Prime minister Scott Morrison has ordered the mothballed detention centre on Christmas Island be reopened to cope with what he described as “the prospect of arrivals as well as dealing with the prospect of transfers”. Government ministers reacted furiously on Wednesday to the historic passage of independent MP Kerryn Phelps’ medivac bill by the Senate, with finance minister Mathias Cormann falsely claiming that “rapists, murderers and paedophiles will still get a free pass into this country” under the law. Justice Party leader Derryn Hinch, whose support secured the bill’s passage in the Senate on Wednesday, said “the home affairs department assured me today [the refugees] will remain in detention in some manner or form – they will not be coming here and wandering around the streets of Australia”.
Aboriginal protesters shut down federal parliament on Wednesday to draw attention to the Murray-Darling water crisis and fracking in the Northern Territory.

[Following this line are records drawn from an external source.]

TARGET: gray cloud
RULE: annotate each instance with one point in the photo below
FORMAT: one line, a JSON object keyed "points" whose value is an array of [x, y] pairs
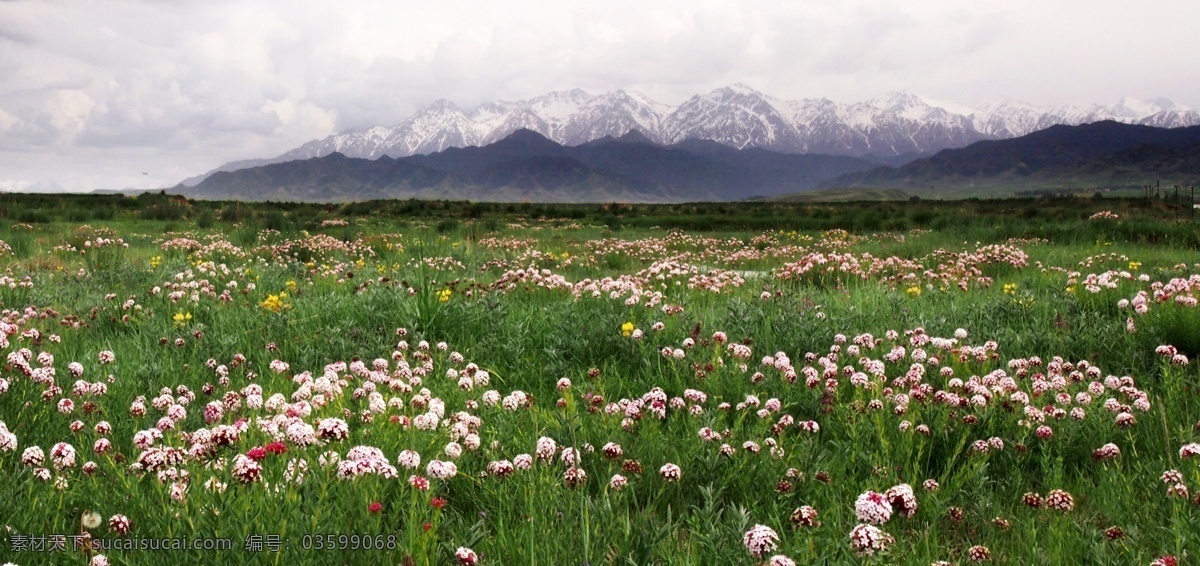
{"points": [[91, 95]]}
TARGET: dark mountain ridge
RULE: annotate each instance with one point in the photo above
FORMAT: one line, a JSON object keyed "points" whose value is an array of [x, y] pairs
{"points": [[528, 166]]}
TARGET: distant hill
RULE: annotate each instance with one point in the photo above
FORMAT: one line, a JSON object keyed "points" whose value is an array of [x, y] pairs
{"points": [[892, 128], [526, 166], [1102, 155]]}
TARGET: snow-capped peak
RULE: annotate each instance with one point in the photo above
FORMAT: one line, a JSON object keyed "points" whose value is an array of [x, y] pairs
{"points": [[737, 115]]}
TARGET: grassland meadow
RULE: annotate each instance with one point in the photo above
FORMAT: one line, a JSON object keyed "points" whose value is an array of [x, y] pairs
{"points": [[216, 383]]}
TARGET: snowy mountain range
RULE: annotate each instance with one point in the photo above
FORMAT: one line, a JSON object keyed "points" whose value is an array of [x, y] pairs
{"points": [[891, 126]]}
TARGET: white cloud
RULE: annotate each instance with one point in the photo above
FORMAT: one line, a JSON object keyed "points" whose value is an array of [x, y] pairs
{"points": [[95, 94]]}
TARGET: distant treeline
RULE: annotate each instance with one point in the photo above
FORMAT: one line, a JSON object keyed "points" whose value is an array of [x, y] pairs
{"points": [[1049, 216]]}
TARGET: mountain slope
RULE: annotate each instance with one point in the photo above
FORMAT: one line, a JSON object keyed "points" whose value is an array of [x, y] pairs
{"points": [[882, 128], [528, 166], [1103, 154]]}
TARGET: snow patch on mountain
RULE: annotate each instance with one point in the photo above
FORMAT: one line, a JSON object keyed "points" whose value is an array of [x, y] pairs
{"points": [[894, 124]]}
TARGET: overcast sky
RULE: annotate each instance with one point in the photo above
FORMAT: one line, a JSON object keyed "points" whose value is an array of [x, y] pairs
{"points": [[94, 94]]}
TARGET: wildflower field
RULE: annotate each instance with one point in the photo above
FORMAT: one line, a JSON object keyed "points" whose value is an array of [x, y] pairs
{"points": [[905, 383]]}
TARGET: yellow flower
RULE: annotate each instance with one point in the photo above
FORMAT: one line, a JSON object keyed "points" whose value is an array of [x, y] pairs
{"points": [[274, 302]]}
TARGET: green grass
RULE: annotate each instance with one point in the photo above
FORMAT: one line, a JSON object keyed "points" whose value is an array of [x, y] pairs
{"points": [[431, 268]]}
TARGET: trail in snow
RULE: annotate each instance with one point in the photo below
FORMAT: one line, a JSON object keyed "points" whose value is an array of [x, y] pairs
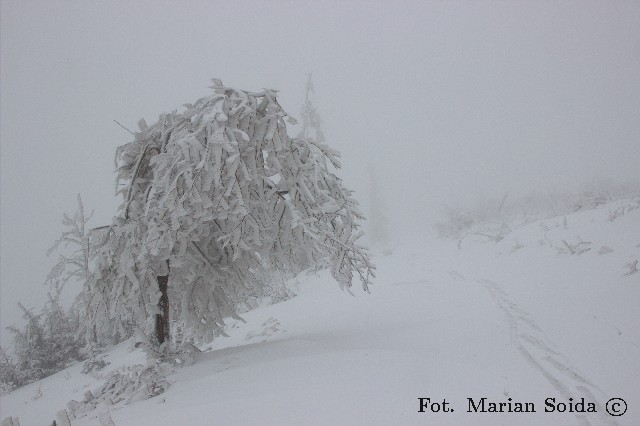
{"points": [[534, 346]]}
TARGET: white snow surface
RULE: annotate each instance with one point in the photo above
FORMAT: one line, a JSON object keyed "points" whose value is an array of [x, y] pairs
{"points": [[517, 318]]}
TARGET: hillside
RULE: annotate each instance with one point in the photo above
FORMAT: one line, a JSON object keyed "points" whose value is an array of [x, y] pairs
{"points": [[548, 311]]}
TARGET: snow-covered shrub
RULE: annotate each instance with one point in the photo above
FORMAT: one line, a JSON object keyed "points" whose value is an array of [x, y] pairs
{"points": [[9, 374], [124, 386], [48, 343], [94, 364], [212, 198]]}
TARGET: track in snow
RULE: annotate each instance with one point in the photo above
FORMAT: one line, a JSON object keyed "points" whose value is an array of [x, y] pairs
{"points": [[536, 349]]}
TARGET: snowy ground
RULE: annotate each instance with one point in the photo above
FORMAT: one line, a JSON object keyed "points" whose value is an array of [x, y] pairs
{"points": [[521, 318]]}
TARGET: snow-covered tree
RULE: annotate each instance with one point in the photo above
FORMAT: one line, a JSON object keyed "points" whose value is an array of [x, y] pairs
{"points": [[213, 197]]}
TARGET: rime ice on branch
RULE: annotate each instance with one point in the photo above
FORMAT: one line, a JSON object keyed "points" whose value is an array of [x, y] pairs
{"points": [[213, 197]]}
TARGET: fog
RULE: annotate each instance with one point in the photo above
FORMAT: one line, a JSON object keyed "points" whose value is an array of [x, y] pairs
{"points": [[446, 101]]}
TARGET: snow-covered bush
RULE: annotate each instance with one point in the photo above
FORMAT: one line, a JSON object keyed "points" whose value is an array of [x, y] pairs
{"points": [[124, 386], [510, 212], [48, 343], [212, 198]]}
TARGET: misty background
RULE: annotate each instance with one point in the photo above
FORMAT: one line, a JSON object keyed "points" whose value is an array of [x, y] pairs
{"points": [[448, 102]]}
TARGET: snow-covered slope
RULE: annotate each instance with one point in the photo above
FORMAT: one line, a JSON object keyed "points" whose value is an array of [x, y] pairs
{"points": [[522, 318]]}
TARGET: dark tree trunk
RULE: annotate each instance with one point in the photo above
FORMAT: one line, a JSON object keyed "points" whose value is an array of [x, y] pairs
{"points": [[162, 319]]}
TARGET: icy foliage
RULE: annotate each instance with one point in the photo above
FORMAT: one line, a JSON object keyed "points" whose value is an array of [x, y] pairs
{"points": [[495, 217], [47, 343], [124, 386], [217, 197]]}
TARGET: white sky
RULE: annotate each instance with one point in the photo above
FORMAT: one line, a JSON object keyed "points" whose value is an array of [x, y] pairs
{"points": [[449, 100]]}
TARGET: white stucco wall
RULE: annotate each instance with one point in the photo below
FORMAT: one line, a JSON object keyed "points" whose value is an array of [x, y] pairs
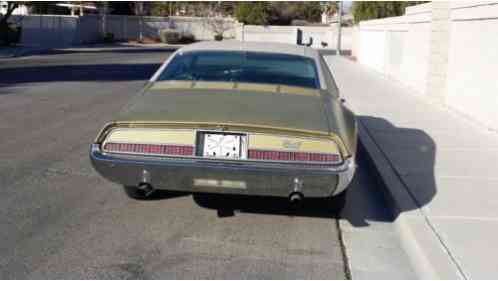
{"points": [[452, 61], [472, 83]]}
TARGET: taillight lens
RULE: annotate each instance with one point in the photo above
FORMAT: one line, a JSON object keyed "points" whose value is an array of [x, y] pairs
{"points": [[158, 149], [311, 157]]}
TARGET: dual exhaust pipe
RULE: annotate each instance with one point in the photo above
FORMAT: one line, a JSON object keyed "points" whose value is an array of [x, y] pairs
{"points": [[145, 189]]}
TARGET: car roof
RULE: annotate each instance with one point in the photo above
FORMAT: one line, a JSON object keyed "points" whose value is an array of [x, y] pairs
{"points": [[234, 45]]}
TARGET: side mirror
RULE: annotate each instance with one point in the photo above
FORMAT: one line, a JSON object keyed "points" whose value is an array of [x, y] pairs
{"points": [[310, 42]]}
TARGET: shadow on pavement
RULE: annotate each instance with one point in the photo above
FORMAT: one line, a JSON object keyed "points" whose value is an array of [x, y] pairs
{"points": [[412, 153], [230, 205], [77, 72]]}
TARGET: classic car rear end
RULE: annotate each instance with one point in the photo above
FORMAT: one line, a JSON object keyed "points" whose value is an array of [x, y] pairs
{"points": [[220, 125]]}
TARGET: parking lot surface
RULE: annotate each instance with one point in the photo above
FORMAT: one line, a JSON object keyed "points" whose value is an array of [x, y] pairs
{"points": [[59, 219]]}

Activists from Indigenous youth climate movement SEED occupied the Parliament House foyer as part of the Water Is Life campaign, protesting rising sea levels affecting Torres Strait Islander communities, fish deaths in the Murray-Darling river system and the lack of consultation with Indigenous people on water policy. Meanwhile, Aboriginal rights group Grandmothers Against Removals used the 11th anniversary of Kevin Rudd’s apology to the Stolen Generations to stage a protest outside New South Wales parliament against the state government’s forced adoptions policy. Writing in Junkee, Bundjalung woman Vanessa Turnbull-Roberts recounted her experience of being taken from her father by Family and Community Services. “I was eleven years old when I heard the sirens throughout the housing commission streets in the middle of the night, followed by my father saying, ‘I am sorry bub, but they are coming to get you’”, Turnbull-Roberts said. “I do not accept your apology, I accept the process of healing and appropriate action.”
And independent MP Andrew Wilkie has shunned a Labor push for extra parliamentary sitting weeks to pass legislation in response to the banking and financial services industry royal commission. Speaking to The Australian ($) on Wednesday, Wilkie said any extra sitting weeks in March would be “so soon, and so few, as to not allow time to properly prepare, scrutinise and debate the necessary bills in both houses of parliament”. With the support of much of the House of Representatives crossbench, Labor is pushing to recall parliament for two extra weeks to implement the royal commission’s recommendations. Fellow independent Bob Katter said on Wednesday that he was negotiating “substantial action” on the commission’s recommendations with prime minister Scott Morrison, including a proposal for the government to issue low-interest loans to cattle farmers.